For now, India seems to have a slight edge over its Indian Ocean rival.

‘We see India as being a stronger investment bet as after four years of consolidation, the Indian economy is on the cusp of a structural uptrend,’ said Andrew Swan, head of Asian equities at BlackRock.

He added that despite being one of the best performing markets, Indian equity valuations continue to remain close to long-term average.

In addition, corporate earnings growth is also set for an upgrade cycle, he said.

Swan, who runs the BGF Asian Growth Leaders fund, said he expects earnings growth to average 15-16% per annum for the next three years.

‘This would be an improvement after five years of subdued 7% annualised earnings growth between 2008 and 2013,’ he pointed out.

That upbeat sentiment is shared by Mark Davids, co-manager of JP Morgan’s Asia Pacific Strategic Equity fund, who thinks Indian companies could experience a cyclical recovery in earnings in the near term.

‘Structural reforms and productivity gains in the medium term would improve corporate India’s long term, sustainable earnings,’ said Davids.

‘Meanwhile, longer-term fiscal reforms could lead to a lower cost of capital, including the equity risk premium.

‘While in the near term, there will be a number of potential headwinds – notably the monsoon period and inflation – the long-term outlook appears much more positive than it has at any other point over the last five years,’ he added.

Davids’ fund is currently overweight on both markets, but with a bigger, active bet on India, while for Swan’s fund, India is one of the key overweights.

Don’t dismiss Indonesia

Despite the current edge enjoyed by India, both countries, according to fund managers, have strong local consumption, favourable demographics and rising incomes – all of which are long-term investment themes -- in their favour.

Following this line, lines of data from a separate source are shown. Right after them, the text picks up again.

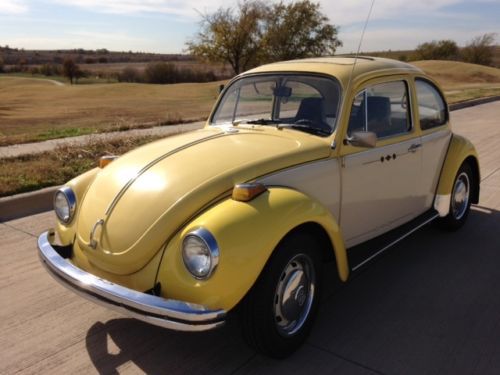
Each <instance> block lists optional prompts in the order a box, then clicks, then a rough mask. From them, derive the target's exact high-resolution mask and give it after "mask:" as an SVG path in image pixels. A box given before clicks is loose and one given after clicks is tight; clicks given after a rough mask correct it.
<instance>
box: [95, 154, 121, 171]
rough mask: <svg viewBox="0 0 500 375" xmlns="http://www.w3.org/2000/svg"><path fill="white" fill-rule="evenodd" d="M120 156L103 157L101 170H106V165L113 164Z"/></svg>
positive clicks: (101, 156) (114, 155)
mask: <svg viewBox="0 0 500 375" xmlns="http://www.w3.org/2000/svg"><path fill="white" fill-rule="evenodd" d="M117 157H118V156H115V155H106V156H101V157H100V158H99V168H104V167H105V166H106V165H108V164H109V163H111V162H112V161H113V160H115V159H116V158H117Z"/></svg>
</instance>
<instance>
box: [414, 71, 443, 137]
mask: <svg viewBox="0 0 500 375" xmlns="http://www.w3.org/2000/svg"><path fill="white" fill-rule="evenodd" d="M415 87H416V89H417V100H418V113H419V116H420V128H421V129H422V130H427V129H432V128H435V127H437V126H441V125H444V124H446V122H447V120H448V116H447V111H446V104H445V101H444V99H443V97H442V96H441V94H440V93H439V91H438V90H437V89H436V88H435V87H434V85H432V84H431V83H429V82H427V81H424V80H423V79H417V80H415Z"/></svg>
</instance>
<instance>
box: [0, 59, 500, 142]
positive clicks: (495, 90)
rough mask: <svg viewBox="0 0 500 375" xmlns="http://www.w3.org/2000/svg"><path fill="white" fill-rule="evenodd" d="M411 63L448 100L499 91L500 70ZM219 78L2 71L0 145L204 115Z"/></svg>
mask: <svg viewBox="0 0 500 375" xmlns="http://www.w3.org/2000/svg"><path fill="white" fill-rule="evenodd" d="M414 64H415V65H416V66H418V67H420V68H421V69H423V70H424V71H426V72H427V73H429V74H430V75H431V76H433V77H434V78H435V79H436V80H437V81H438V82H439V83H440V84H441V85H442V86H443V88H444V90H445V92H446V95H447V97H448V100H449V101H450V102H451V103H453V102H458V101H462V100H466V99H471V98H476V97H483V96H491V95H499V94H500V69H497V68H490V67H485V66H480V65H472V64H466V63H461V62H454V61H419V62H415V63H414ZM220 83H221V82H211V83H186V84H175V85H150V84H134V83H110V84H93V85H74V86H71V85H60V84H57V83H56V82H51V81H48V80H43V79H38V78H29V77H7V76H0V146H2V145H8V144H14V143H22V142H29V141H40V140H45V139H51V138H60V137H69V136H75V135H81V134H89V133H93V132H97V131H109V130H120V129H128V128H133V127H144V126H153V125H158V124H170V123H176V122H184V121H192V120H200V119H204V118H206V117H207V116H208V114H209V112H210V109H211V108H212V106H213V104H214V102H215V99H216V98H217V95H218V87H219V85H220Z"/></svg>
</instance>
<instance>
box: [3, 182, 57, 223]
mask: <svg viewBox="0 0 500 375" xmlns="http://www.w3.org/2000/svg"><path fill="white" fill-rule="evenodd" d="M58 188H59V186H51V187H48V188H45V189H41V190H37V191H32V192H29V193H22V194H16V195H11V196H9V197H4V198H0V223H2V222H4V221H8V220H13V219H19V218H21V217H24V216H30V215H34V214H38V213H41V212H45V211H49V210H51V209H52V197H53V196H54V192H55V191H56V190H57V189H58Z"/></svg>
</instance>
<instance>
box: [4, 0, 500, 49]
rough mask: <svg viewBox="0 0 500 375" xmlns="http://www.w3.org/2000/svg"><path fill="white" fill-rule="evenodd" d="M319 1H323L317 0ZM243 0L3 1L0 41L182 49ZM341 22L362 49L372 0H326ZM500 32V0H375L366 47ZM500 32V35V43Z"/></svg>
mask: <svg viewBox="0 0 500 375" xmlns="http://www.w3.org/2000/svg"><path fill="white" fill-rule="evenodd" d="M316 1H317V0H316ZM236 3H237V1H236V0H205V1H198V0H104V1H98V0H36V1H35V0H0V45H2V46H5V45H6V44H7V45H9V46H11V47H18V48H26V49H67V48H85V49H97V48H107V49H109V50H115V51H129V50H132V51H144V52H161V53H180V52H183V50H184V49H185V42H186V41H187V40H188V39H189V38H191V37H193V36H194V35H195V33H196V31H197V29H198V23H199V21H200V18H201V16H200V13H207V12H208V13H210V12H213V11H214V10H216V9H217V8H218V7H221V6H222V7H229V6H235V5H236ZM319 3H320V4H321V9H322V11H323V13H325V14H326V15H327V16H328V17H329V18H330V21H331V23H333V24H335V25H338V26H340V32H339V38H340V39H341V40H342V41H343V42H344V47H342V48H340V49H339V50H338V51H339V52H344V53H348V52H352V51H355V50H356V49H357V44H358V42H359V37H360V35H361V30H362V27H363V23H364V20H365V18H366V15H367V13H368V9H369V6H370V4H371V0H319ZM491 32H495V33H499V32H500V0H468V1H461V0H413V1H412V0H375V6H374V10H373V13H372V17H371V19H370V23H369V24H368V28H367V31H366V34H365V39H364V41H363V46H362V50H363V51H377V50H388V49H392V50H397V49H412V48H414V47H416V46H417V45H418V44H419V43H422V42H425V41H430V40H440V39H453V40H455V41H456V42H457V43H458V44H459V45H463V44H465V43H466V42H467V41H469V40H471V39H472V38H473V37H475V36H478V35H481V34H484V33H491ZM499 40H500V35H497V42H499Z"/></svg>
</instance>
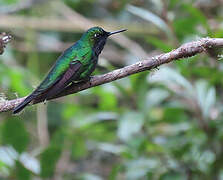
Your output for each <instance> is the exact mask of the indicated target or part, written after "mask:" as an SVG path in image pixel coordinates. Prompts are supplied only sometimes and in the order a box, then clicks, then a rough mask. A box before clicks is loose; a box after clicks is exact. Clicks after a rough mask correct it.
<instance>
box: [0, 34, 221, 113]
mask: <svg viewBox="0 0 223 180" xmlns="http://www.w3.org/2000/svg"><path fill="white" fill-rule="evenodd" d="M220 47H223V38H202V39H200V40H198V41H193V42H189V43H186V44H183V45H182V46H180V47H179V48H177V49H175V50H172V51H171V52H169V53H165V54H161V55H158V56H154V57H148V58H147V59H145V60H143V61H139V62H137V63H135V64H132V65H130V66H126V67H124V68H121V69H117V70H114V71H111V72H109V73H107V74H103V75H99V76H94V77H92V78H91V79H90V81H88V82H86V83H79V84H71V85H70V86H68V87H67V88H66V90H65V91H64V92H63V93H61V94H58V95H57V96H55V97H52V98H51V99H55V98H58V97H62V96H66V95H68V94H73V93H76V92H79V91H82V90H85V89H88V88H91V87H95V86H98V85H101V84H105V83H109V82H112V81H115V80H117V79H121V78H124V77H127V76H129V75H132V74H135V73H139V72H142V71H146V70H151V69H153V68H156V67H158V66H160V65H162V64H165V63H169V62H171V61H174V60H178V59H180V58H186V57H191V56H194V55H196V54H199V53H202V52H204V51H206V49H209V48H220ZM24 99H25V97H23V98H18V99H13V100H4V101H2V102H0V112H4V111H9V110H12V109H13V108H14V107H15V106H16V105H18V104H19V103H20V102H22V101H23V100H24ZM37 103H39V102H37Z"/></svg>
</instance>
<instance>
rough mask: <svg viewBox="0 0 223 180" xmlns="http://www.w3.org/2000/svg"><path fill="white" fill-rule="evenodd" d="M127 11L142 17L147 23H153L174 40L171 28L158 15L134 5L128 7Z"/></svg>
mask: <svg viewBox="0 0 223 180" xmlns="http://www.w3.org/2000/svg"><path fill="white" fill-rule="evenodd" d="M127 11H129V12H131V13H132V14H134V15H137V16H139V17H141V18H142V19H145V20H146V21H149V22H152V23H153V24H155V25H156V26H157V27H159V28H160V29H161V30H162V31H163V32H165V33H166V34H167V36H168V37H169V38H173V34H172V32H171V30H170V28H169V27H168V26H167V24H166V23H165V21H163V20H162V19H161V18H160V17H159V16H157V15H156V14H153V13H152V12H151V11H149V10H145V9H143V8H139V7H136V6H133V5H127Z"/></svg>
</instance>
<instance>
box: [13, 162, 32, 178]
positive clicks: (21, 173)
mask: <svg viewBox="0 0 223 180" xmlns="http://www.w3.org/2000/svg"><path fill="white" fill-rule="evenodd" d="M16 177H17V178H16V179H18V180H29V179H30V178H31V173H30V171H28V170H27V169H26V168H25V167H24V166H23V165H22V164H21V163H20V162H19V161H16Z"/></svg>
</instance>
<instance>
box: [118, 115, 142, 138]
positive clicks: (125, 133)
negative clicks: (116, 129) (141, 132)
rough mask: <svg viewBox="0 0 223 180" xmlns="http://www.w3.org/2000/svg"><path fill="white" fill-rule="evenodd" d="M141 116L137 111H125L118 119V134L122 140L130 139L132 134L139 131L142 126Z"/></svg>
mask: <svg viewBox="0 0 223 180" xmlns="http://www.w3.org/2000/svg"><path fill="white" fill-rule="evenodd" d="M143 122H144V119H143V116H142V114H140V113H137V112H127V113H125V114H124V115H123V116H122V117H121V118H120V120H119V123H118V136H119V138H120V139H121V140H123V141H128V140H130V139H131V138H132V137H133V135H135V134H136V133H139V132H140V130H141V128H142V126H143Z"/></svg>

That means fund managers cannot ignore Indonesia. ‘Both countries are compelling from a market size perspective,’ says Christopher Wong, a senior investment manager who works with Hugh Young at Aberdeen Asset Management Asia.

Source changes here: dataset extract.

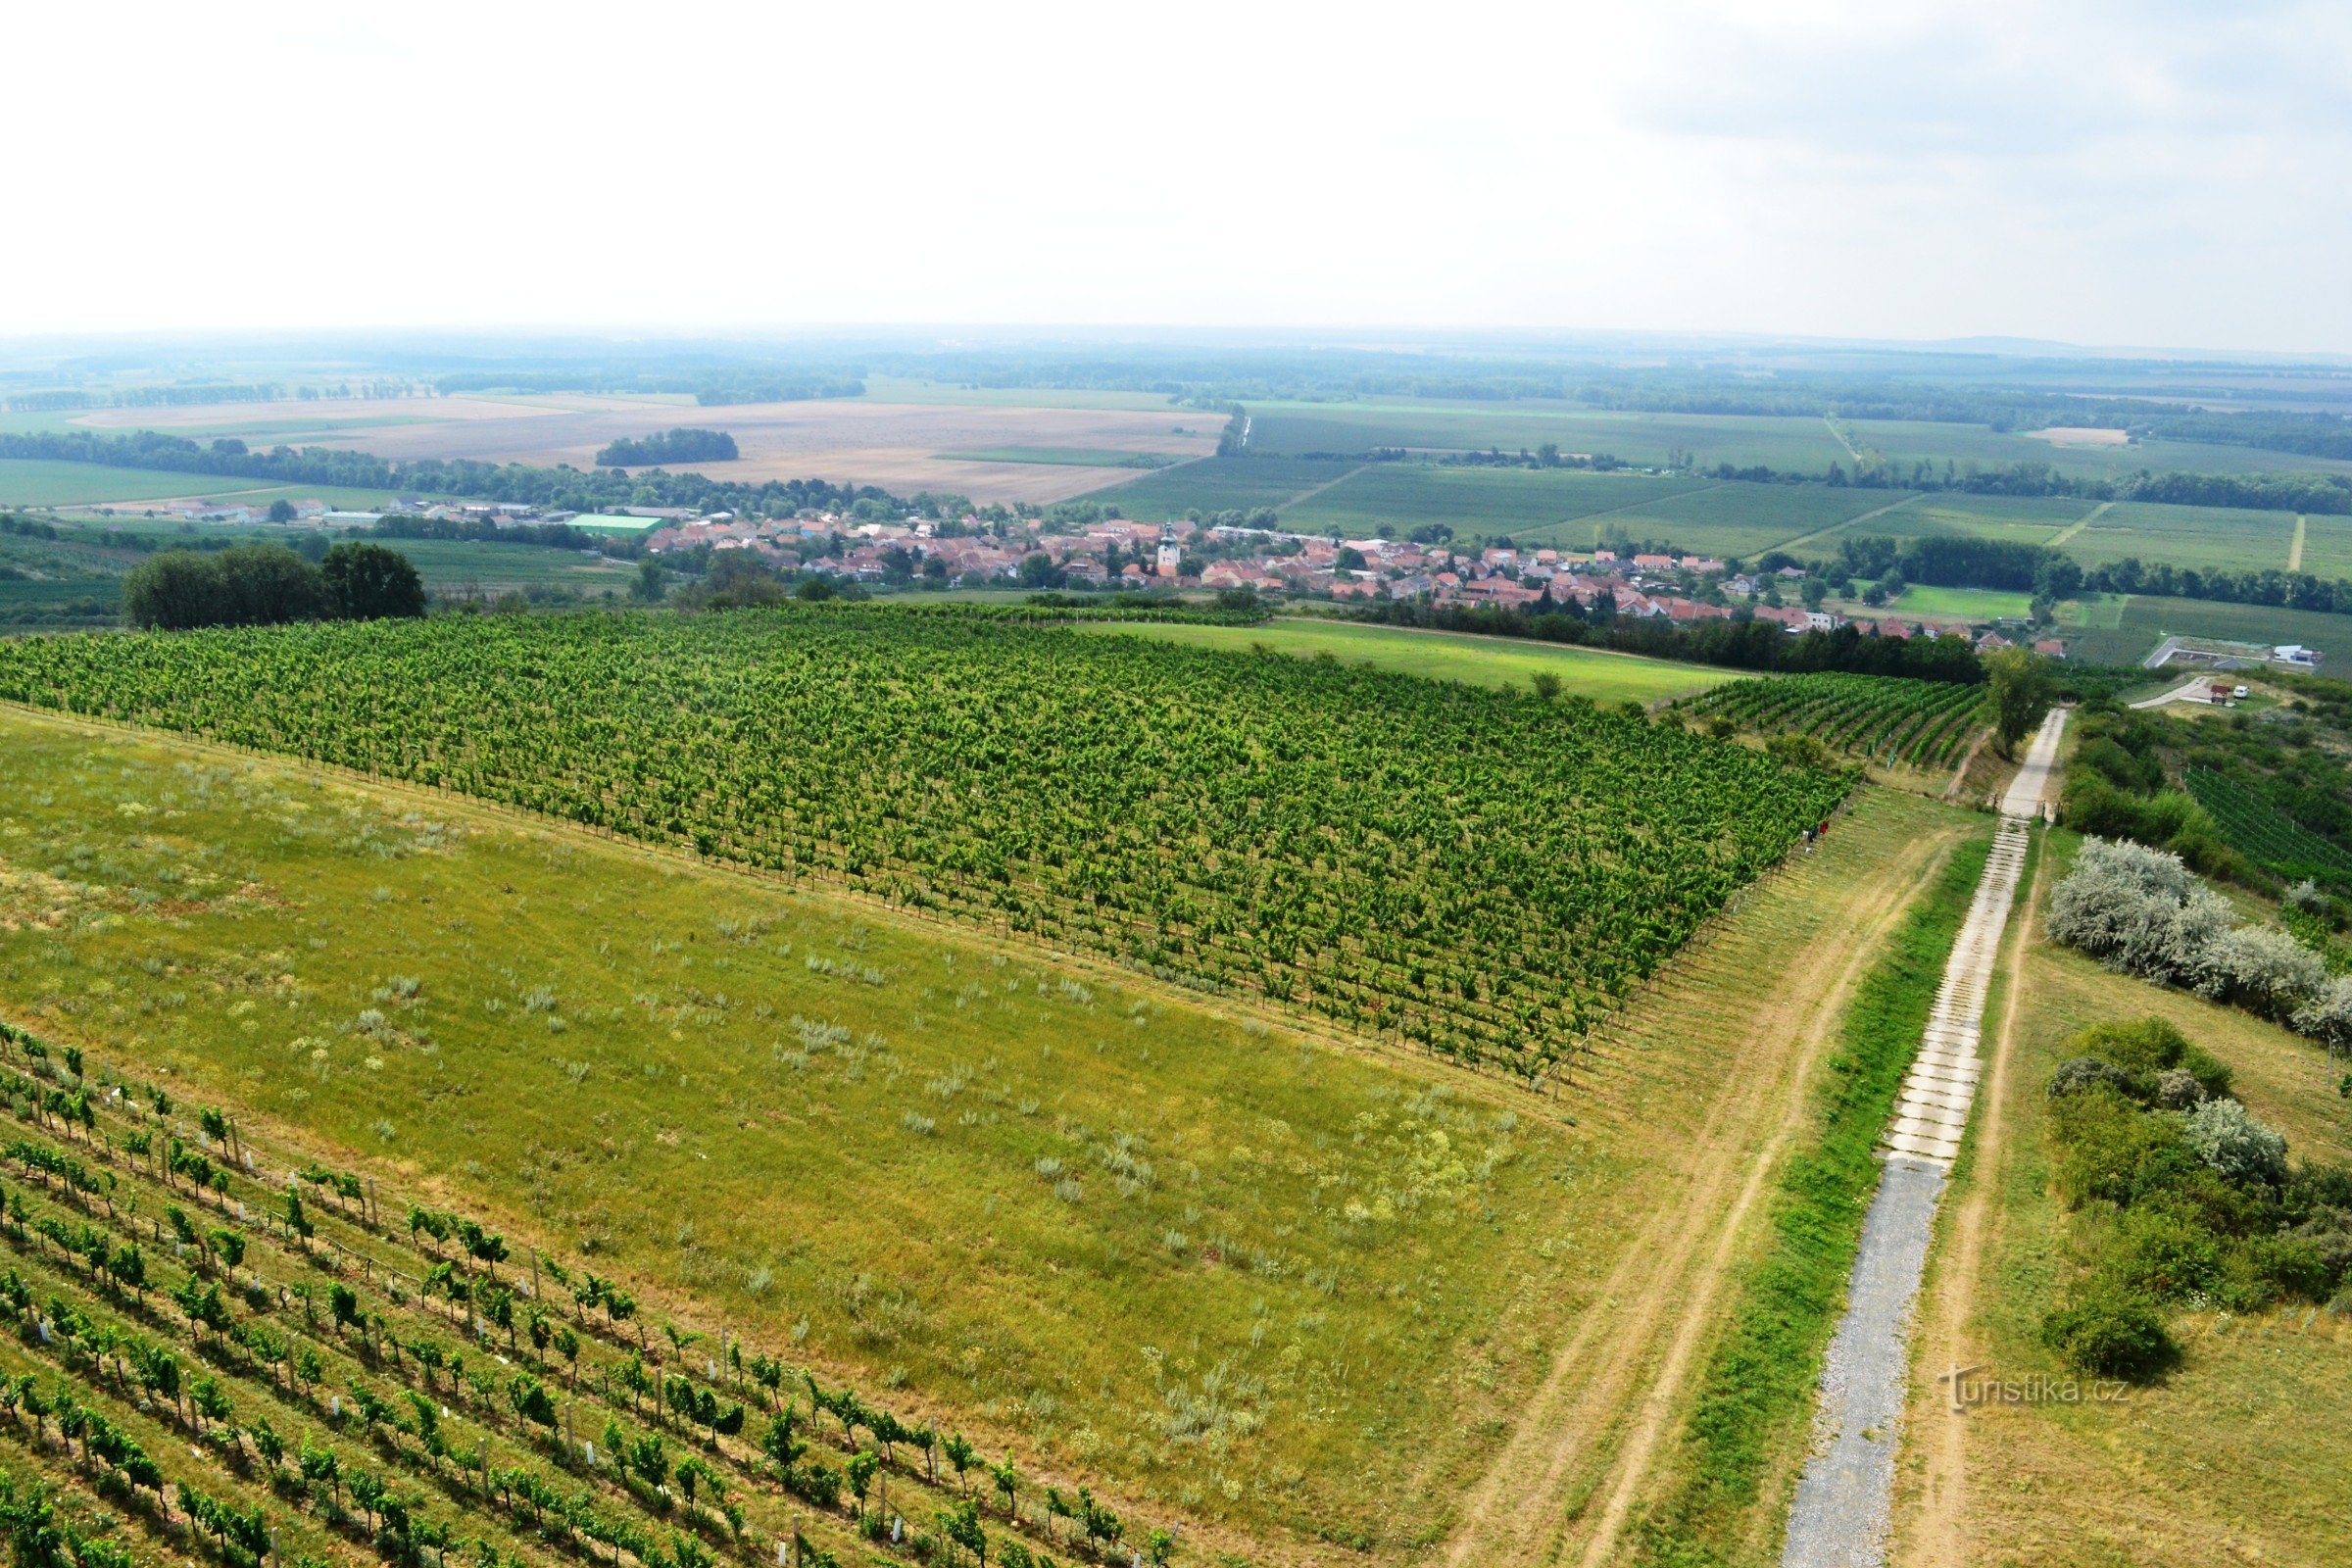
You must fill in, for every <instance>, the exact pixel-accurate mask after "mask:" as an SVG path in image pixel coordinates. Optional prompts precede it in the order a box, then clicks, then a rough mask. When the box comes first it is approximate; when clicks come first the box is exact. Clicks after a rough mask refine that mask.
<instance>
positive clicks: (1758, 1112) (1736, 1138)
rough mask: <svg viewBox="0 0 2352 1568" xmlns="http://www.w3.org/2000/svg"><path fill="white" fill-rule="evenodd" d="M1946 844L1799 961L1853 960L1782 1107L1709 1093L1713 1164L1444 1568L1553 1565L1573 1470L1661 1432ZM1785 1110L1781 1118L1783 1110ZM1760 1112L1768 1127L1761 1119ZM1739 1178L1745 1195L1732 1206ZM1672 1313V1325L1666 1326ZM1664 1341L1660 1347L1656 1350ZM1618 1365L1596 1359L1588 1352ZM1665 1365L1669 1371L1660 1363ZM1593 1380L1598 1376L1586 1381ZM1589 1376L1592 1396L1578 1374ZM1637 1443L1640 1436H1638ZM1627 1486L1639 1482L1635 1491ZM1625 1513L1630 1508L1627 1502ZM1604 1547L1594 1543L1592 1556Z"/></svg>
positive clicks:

Medha Samant, investment director at Fidelity Worldwide Investment, believes that with election certainty subsiding in Indonesia, pent-up demand and potential investment, FDI and FII, waiting on the sidelines are likely to start feeding back into the economy again.

Fidelity’s Indonesia fund, she added, continues to be well positioned in secular themes related to infrastructure, healthcare and consumption.

BlackRock’s Swan also believes economic activity in Indonesia could pick up in the short term as election uncertainty recedes, although he pointed out that a positive election outcome (a Jokowi win) is ‘already somewhat priced in by markets.’

But he added that ‘if a Jokowi government delivers strong execution, there is a potential that Indonesia’s long-term GDP growth rate could get lifted, boosting investment returns’.

Valuation-wise, Indonesian stocks are currently trading slightly above their historical averages, according to Fidelity’s Samant.

Historically, Indonesia’s equity valuations have ranged between 14-15 times, while current valuations are about 15.5 times, she added.

‘The market has run up strongly in rupiah terms, but in US dollar terms, there is still room for upward movement,’ Samant said.

Overall, the key risk for both countries is whether the new governments deliver on their promises of economic and infrastructural growth and reforms.

For now, Indian equities may be slightly ahead of Indonesian stocks, but that gap could vanish if either country fails to deliver on promised reforms.